Beliau sudah hampir 10 kali bolak balik masuk rumah sakit jiwa, bukan karena dia tidak bisa disembuhkan lagi, tapi masyarakat disekelilingnyalah yang sulit menerima keberadaanya. Beliau mengeluh sangat susah untuk mencari pekerjaan, apalagi dengan cap GILA yang sudah melekat pada dirinya membuat orang-orang disekitarnya tidak mempercayai terhadap apa yang dilakukannya. Beliau tidak dianggap keberadaannya dimasyarakat dan apapun yang dilakukannya selalu salah dimata orang lain.

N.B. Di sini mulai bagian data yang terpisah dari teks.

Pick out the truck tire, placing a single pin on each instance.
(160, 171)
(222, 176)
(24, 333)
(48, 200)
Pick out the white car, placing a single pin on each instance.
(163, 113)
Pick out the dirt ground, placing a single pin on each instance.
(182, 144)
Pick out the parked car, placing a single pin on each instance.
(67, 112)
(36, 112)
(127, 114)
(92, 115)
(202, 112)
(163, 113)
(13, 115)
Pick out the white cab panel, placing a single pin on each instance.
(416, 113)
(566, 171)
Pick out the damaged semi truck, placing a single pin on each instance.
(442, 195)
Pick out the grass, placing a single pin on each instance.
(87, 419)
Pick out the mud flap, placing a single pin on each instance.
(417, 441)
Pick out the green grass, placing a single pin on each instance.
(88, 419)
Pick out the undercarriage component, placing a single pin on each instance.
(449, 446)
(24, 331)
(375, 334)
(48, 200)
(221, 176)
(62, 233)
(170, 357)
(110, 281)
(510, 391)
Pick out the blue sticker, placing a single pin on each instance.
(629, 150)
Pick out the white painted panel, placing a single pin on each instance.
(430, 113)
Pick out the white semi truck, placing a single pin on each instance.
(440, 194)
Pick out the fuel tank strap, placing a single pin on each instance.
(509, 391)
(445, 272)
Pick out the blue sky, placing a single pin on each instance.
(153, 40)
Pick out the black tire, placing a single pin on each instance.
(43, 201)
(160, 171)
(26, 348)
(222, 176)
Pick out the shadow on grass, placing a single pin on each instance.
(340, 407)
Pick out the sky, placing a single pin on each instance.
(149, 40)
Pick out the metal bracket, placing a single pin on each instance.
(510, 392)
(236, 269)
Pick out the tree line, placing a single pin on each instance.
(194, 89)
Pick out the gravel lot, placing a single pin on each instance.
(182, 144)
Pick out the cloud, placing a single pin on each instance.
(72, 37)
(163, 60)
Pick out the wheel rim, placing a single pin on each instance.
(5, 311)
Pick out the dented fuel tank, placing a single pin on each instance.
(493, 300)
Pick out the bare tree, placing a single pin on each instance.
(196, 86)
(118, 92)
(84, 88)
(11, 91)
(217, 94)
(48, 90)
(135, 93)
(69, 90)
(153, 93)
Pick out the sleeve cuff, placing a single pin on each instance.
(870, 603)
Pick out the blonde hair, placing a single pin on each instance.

Sebenarnya di rumah sakit jiwa mereka sudah mandiri dan tidak kelihatan lagi gejala gilanya. Mereka melakukan aktivitas makan, minum mandi secara mandiri, senam, olah raga dan ada sebagian yang bekerja sebagai juru parkir rumah sakit jiwa. Kondisi merekapun jauh membaik, terlibat dalam kegiatan olahraga seperti tarik tambang, lari karung, bisa dilakukannya. Naumun saat dia kembali kekeluarga mereka selalu dibatasi dan jarang diberikan kesempatan apapun.
Relawan Griya Schizofren sedang mealakukan terapi sharing
Mungkin kisah Mr X, satu dari sekian banyak kisah pilu orang yang mengalami gangguan jiwa. Sulit masyarakat menerima kembali keberadaan orang yang mengalami gangguan jiwa ini. Bahkan ada yang dibiarkan tinggal di rumah sakit jiwa hingga akhir hayatnya. Bukankah sebenarnya mereka juga punya mimpi terhadap masa depannya, seperti Mr. A misalnya yang ingin melanjutkan kuliah, Mr. Y yang ingin kembali bekerja sebagai sopir dan meninggalkan dunia hitam narkoba, Mr. S yang ingin mempunyai kebun dan banyak keinginan-keinginan mereka lainnya yang terhalang lantaran mereka di cap GILA. Nah, sekarang siapa yang gila sebenranya?
Jarang sekali kita memperhatikan orang-orang sepeti ini, bukan karena tidak peduli tapi prespsi yang melekat pada kebanyakan orang bahwa orang dengan gangguan jiwa tidak berguna dan menjadi beban bagi masayarakat. Namun sebenarnya mereka mempunyai kemampuan. Mereka adalah orang-orang dengan kelebihan yang tidak disoroti, namun kekurangannya penuh caci. Sekali lagi, saya ingin mencaci mereka yang tak punya hati, yang tak bisa melihat bahwa mereka manusia yang sama, memiliki hati dan seperti hal nya kita, memiliki kekurangan dan kelebihan yang ingin di hargai.